Les réformes elles-mêmes peuvent être conservatrices ou radicales. Elles sont conservatrices (ou, si l’on préfère, d’adaptation) quand elles visent avant tout à adapter une institution au contexte environnant, pour lui permettre de conserver une efficacité. Elles sont radicales quand elles visent à donner à une institution de nouveaux objectifs. Une même réforme peut parfois être lue de deux manières : l’instauration du PACS, par exemple, peut être vue comme une adaptation de la législation à l’évolution des mœurs ou comme un pas vers la reconnaissance pleine et entière d’une minorité. Mais on peut considérer par exemple que la mise en place du RMI est une réforme radicale, dans la mesure où on tente d’instaurer une situation nouvelle, où l’État garantit effectivement le revenu minimal dont Bentham avait rêvé. La refonte de la carte judiciaire se présente comme une réforme d’adaptation, qui vise à adapter le système judiciaire aux contraintes actuelles.
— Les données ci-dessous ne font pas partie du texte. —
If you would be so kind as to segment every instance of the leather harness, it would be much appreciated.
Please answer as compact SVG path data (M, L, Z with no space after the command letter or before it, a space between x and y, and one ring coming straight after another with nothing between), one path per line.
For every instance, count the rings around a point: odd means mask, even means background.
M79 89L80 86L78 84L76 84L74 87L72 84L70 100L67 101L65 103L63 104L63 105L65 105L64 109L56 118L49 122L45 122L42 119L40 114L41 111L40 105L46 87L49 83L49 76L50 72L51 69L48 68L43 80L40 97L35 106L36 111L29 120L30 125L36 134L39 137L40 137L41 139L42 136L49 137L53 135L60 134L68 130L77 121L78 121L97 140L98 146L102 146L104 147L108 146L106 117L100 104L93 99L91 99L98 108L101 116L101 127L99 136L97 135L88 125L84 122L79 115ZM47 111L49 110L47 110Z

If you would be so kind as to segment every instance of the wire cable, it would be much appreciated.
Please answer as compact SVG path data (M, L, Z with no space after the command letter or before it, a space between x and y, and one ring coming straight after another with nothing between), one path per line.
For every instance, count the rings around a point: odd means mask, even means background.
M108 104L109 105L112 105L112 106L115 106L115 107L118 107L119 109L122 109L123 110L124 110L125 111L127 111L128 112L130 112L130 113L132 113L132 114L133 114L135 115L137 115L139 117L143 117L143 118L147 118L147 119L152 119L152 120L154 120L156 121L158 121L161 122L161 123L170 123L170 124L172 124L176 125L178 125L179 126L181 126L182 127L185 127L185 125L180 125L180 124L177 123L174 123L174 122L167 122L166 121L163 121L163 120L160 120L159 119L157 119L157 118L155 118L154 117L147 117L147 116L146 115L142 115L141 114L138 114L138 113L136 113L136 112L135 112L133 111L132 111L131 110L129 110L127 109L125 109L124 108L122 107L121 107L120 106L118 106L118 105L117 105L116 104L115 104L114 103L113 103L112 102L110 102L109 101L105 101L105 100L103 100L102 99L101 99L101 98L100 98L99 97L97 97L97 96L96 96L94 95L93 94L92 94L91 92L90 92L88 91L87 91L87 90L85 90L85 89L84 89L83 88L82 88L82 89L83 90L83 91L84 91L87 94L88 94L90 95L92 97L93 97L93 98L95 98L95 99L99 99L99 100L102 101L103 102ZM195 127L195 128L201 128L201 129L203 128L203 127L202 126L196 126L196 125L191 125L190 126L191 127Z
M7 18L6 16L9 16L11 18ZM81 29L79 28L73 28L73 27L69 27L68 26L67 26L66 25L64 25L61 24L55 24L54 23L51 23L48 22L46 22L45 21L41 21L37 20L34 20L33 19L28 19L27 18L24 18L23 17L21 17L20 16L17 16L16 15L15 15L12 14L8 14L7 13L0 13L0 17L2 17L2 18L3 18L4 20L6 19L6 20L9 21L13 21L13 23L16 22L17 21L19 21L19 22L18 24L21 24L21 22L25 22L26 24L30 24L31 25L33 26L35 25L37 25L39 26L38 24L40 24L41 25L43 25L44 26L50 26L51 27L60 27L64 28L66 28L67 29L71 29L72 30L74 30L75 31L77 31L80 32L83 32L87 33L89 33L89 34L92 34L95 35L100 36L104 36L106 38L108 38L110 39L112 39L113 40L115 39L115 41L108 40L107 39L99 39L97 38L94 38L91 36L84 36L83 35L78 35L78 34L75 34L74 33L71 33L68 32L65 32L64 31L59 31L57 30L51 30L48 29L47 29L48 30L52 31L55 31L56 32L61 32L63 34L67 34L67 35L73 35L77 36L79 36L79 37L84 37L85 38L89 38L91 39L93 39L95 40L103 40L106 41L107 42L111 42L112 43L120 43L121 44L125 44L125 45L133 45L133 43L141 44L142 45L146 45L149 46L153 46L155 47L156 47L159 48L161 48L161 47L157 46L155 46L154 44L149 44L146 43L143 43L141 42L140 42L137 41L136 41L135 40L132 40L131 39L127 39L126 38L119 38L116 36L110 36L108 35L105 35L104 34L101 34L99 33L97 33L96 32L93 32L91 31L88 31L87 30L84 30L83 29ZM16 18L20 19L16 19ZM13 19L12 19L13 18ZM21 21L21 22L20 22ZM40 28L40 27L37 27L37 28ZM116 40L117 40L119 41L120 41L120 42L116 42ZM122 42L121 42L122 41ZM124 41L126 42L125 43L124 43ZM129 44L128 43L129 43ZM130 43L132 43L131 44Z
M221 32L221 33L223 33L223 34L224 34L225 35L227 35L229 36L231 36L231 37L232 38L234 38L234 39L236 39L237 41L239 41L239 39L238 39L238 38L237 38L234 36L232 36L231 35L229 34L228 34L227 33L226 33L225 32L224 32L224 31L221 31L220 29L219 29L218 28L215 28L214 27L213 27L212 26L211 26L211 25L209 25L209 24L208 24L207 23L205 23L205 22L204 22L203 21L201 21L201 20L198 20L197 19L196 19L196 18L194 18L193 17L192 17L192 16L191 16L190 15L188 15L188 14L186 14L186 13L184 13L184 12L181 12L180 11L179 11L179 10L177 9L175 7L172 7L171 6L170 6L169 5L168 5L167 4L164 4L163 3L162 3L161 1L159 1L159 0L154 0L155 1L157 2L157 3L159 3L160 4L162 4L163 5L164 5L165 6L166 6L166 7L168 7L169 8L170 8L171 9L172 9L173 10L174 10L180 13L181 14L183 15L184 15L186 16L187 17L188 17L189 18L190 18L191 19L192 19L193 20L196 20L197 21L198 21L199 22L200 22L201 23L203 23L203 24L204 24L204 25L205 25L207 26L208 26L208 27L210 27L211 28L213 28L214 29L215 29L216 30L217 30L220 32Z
Bien d’autres caractères que la manière d’envisager les réformes permettent de distinguer la gauche, le centre et la droite, et il ne faut pas s’étonner que le critère des réformes soit peu efficace pour poser ces distinctions. Une réforme, pour avoir une chance d’être acceptée, doit être présentée clairement : quels sont les objectifs de la réforme ? que voulons-nous conserver ? que voulons-nous changer ? Il faut donc être capable de transcender le binôme conservateurs/réformateurs dans la démarche réformatrice elle-même…
Cette typologie schématique met en lumière, à l’arrière-plan de nos attitudes politiques, le rapport fondamental que nous entretenons avec la réalité historique de notre époque. Aspirons-nous à la maîtrise totale de cette réalité ? Nous serons révolutionnaires ou réactionnaires. Sommes-nous soucieux de discerner ce que nous pouvons changer et ce à quoi nous devons nous résigner ? Pensons-nous, comme les stoïciens, qu’il faut accepter ce que nous ne pouvons changer et changer le reste, nous serons réformateurs et nous pourrons l’être de bien des façons, selon nos sensibilités.
Chaque option a ses périls : révolutionnaires et réactionnaires sont guettés par le verbalisme impuissant, la contestation stérile ou le basculement dans la violence. Les réformateurs de tout bord, plus ou moins radicaux ou conservateurs, par l’impuissance et la compromission.